Making it consider DSC as part of the link bpc would lead to what you
describe, since now compositors would need to know the compression
algorithms of every single display protocol to correctly determine
whether unintended degradation has happened. Ignoring DSC, which is
what I am doing, would not do that.
> With my compositor developer hat on, what I'd want to know is something
> like: "How many bits of information can be passed over the link, allowing
> the display to present it in a way which can be perceived by the user?"

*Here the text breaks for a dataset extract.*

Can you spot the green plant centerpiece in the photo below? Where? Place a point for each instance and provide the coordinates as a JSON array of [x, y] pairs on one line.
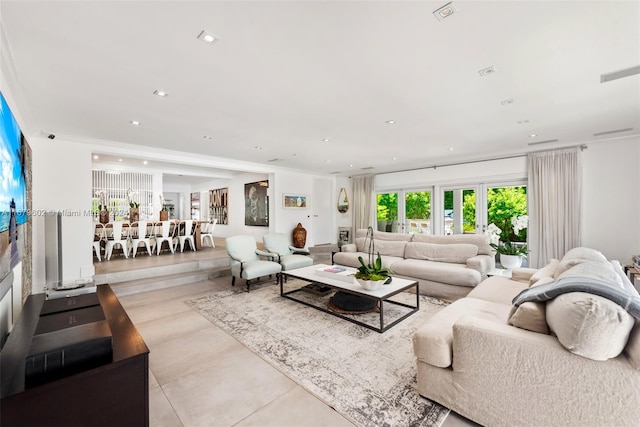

> With dithering or DSC, that would be a higher value than the physical
> link bpc.
You're assuming link-bpc isn't precisely that. It is precisely that. It's
not the wire format. Nobody cares about how many bits are on the wire, they
care about the bit depth on the protocol level, that is, whether 10->8 bit
degradation has happened, not whether 10 bits have DSC applied to be actually
9 bits on the wire but it's not the same as uncompressed 9 bits would be
because compression doesn't work like that.
> * There's no clear use case.
>
> This is generally a requirement for new KMS UAPI.
>
> The practical usefulness of the corresponding weston MR is dubious
> per the concern above.
As per my previous responses, I outlined you the use case. However, you
seem to be obsessed with the weston MR that adds a warning. This is not
the use case. I will copy-paste my explanation of the use case again, for
your benefit:
A particular real-world use case is for playback of video content.

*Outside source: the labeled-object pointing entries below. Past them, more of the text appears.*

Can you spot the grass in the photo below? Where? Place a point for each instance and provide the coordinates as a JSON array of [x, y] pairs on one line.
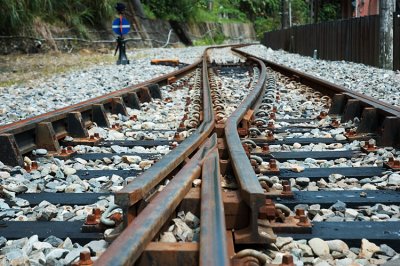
[[22, 69]]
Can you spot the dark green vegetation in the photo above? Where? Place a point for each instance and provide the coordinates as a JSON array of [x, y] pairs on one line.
[[79, 16], [76, 15], [264, 14]]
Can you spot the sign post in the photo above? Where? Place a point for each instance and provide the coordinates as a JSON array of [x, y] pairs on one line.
[[121, 27]]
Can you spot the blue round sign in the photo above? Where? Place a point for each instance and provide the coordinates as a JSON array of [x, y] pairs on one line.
[[121, 26]]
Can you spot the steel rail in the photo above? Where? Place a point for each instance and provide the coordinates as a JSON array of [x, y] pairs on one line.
[[327, 87], [251, 190], [127, 248], [23, 136], [140, 186], [213, 246], [29, 123]]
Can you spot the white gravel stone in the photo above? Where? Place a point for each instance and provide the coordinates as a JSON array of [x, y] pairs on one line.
[[319, 247]]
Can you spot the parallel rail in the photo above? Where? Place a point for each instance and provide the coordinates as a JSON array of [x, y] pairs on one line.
[[202, 155]]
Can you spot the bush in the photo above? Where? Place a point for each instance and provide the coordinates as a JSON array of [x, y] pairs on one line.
[[77, 14]]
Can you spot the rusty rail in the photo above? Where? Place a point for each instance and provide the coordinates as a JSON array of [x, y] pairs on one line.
[[213, 246], [350, 104], [127, 248], [251, 190], [22, 137], [140, 186]]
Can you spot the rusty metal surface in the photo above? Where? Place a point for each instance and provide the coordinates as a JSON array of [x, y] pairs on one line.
[[331, 88], [158, 253], [251, 190], [355, 39], [213, 246], [126, 249], [140, 186], [86, 105]]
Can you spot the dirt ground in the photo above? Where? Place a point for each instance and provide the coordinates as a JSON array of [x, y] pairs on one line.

When playing back YUV 4:2:0 10-bit video content in a full-screen
setting, having RGB 10-bit degrade to YUV 4:2:0 10-bit rather than
RGB 8-bit is more desirable. However, this is a tradeoff only
userspace knows to make; the kernel doesn't necessarily know that
the framebuffer it has been handed as RGB 10-bit is secretly just
a video player's playback of YUV 4:2:0 10-bit content. As for
the property that let's userspace actually set the output color
format, that's a separate series of mine.

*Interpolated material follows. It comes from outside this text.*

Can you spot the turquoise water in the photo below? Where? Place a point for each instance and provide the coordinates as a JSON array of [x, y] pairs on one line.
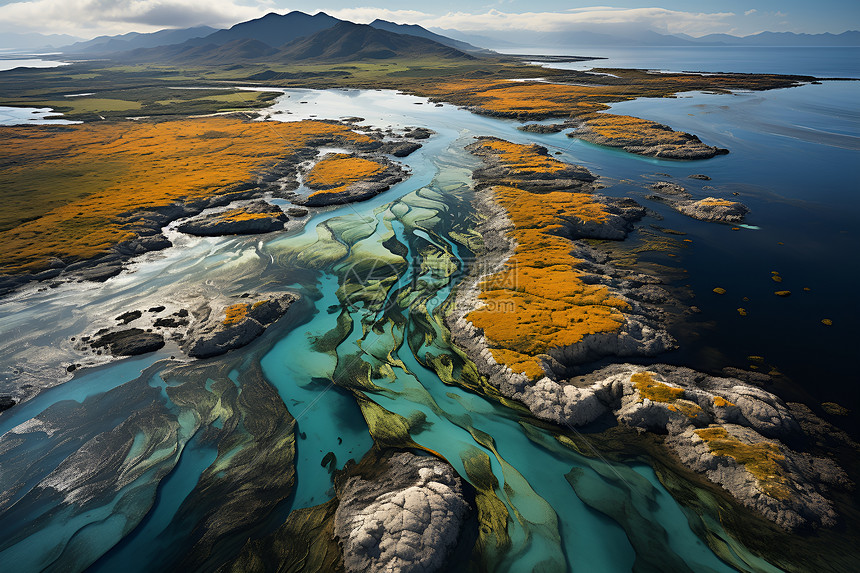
[[557, 522]]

> > That the link-bpc property does not consider DSC and dithering?
> > Two things which the max-bpc property also does not consider?
>
> It's not (as much of) an issue with the "max bpc" property because
> it's just an upper limit, the driver is free to use a lower effective bpc.
Yes it is. If I request 10 bpc but I'm somehow convinced that this means
"whatever bpc compresses to 10bpc with DSC" then it's not working as this
flawed interpretation would convince me. However, thankfully, nobody thinks
this.
> > If all you want is a clearer description of the property in the comment that
> > accompanies it, then I can do that, and I said I agree with this point.
>
> Patch 3 would need to take dithering & DSC into account as well.
There is no patch 3, and I will not break the feedback loop semantics of this
property to please you. It ruins the actual intended use case, so I won't do it.
> > But you seem to be arguing from a position of not wanting the property to
> > exist at all, [...]
>
> I'm not. However, per the first concern above, a not-well-defined
> property could be worse than none.
So should I remove max-bpc as well? It's not well defined after all.